In R we could obtain these predictions using the predict() function:

newpt = data.frame(Height = 175)
predict(simlog, newdata = newpt, type="response")
        1 
0.7305827 

We can also find the Height value that gives the linear boundary between the two prediction regions.

\[ \begin{align} \Pr(Y = y \mid \texttt{Height} = x) &= \dfrac{1}{1+ e^{-(\beta_0 + \beta_1 X_1 )}}\\ 0.5 &= \dfrac{1}{1+ e^{-(\beta_0 + \beta_1 X_1 )}} \\ 1 &= 0.5 + 0.5 \times e^{-(\beta_0 + \beta_1 X_1 )}\\ \frac{0.5}{0.5} &= e^{-(\beta_0 + \beta_1 X_1 )}\\ \log \left(1\right) &= {\beta_0 + \beta_1 X} \\ \implies X &= -\frac{\beta_0}{\beta_1} \end{align} \] So for Height \(> -\dfrac{ -46.7632791}{0.2729192} = 171.34\) we would predict Male.

Using multiple predictors

# Fit the logistic regression model
mlr <- glm(factor(Gender) ~ Height + WaistG + BicepG, family="binomial")
summary(mlr)

Call:
glm(formula = factor(Gender) ~ Height + WaistG + BicepG, family = "binomial")

Coefficients:
             Estimate Std. Error z value Pr(>|z|)    
(Intercept) -55.32670    5.51960 -10.024  < 2e-16 ***
Height        0.21534    0.02864   7.520 5.50e-14 ***
WaistG        0.05167    0.02891   1.787   0.0739 .  
BicepG        0.46541    0.08265   5.631 1.79e-08 ***
---
Signif. codes:  0 '***' 0.001 '**' 0.01 '*' 0.05 '.' 0.1 ' ' 1

(Dispersion parameter for binomial family taken to be 1)

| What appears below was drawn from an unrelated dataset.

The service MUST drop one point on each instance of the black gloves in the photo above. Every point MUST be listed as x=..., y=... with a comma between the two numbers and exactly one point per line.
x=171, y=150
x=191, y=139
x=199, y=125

    Null deviance: 702.52  on 506  degrees of freedom
Residual deviance: 232.90  on 503  degrees of freedom
AIC: 240.9

Number of Fisher Scoring iterations: 6

In this case, larger predictor values would result in higher probabilities that the observation is male.

Similar extensions/discussion as said in linear regression. See Midterm 2 Review

Discriminant Analysis

Discriminant Analysis is a statistical technique used for classification tasks, where the goal is to assign observations to predefined groups (or classes) based on their features. It models the relationship between the predictor variables (features) and the categorical outcome variable (class labels) by estimating probabilities of class membership.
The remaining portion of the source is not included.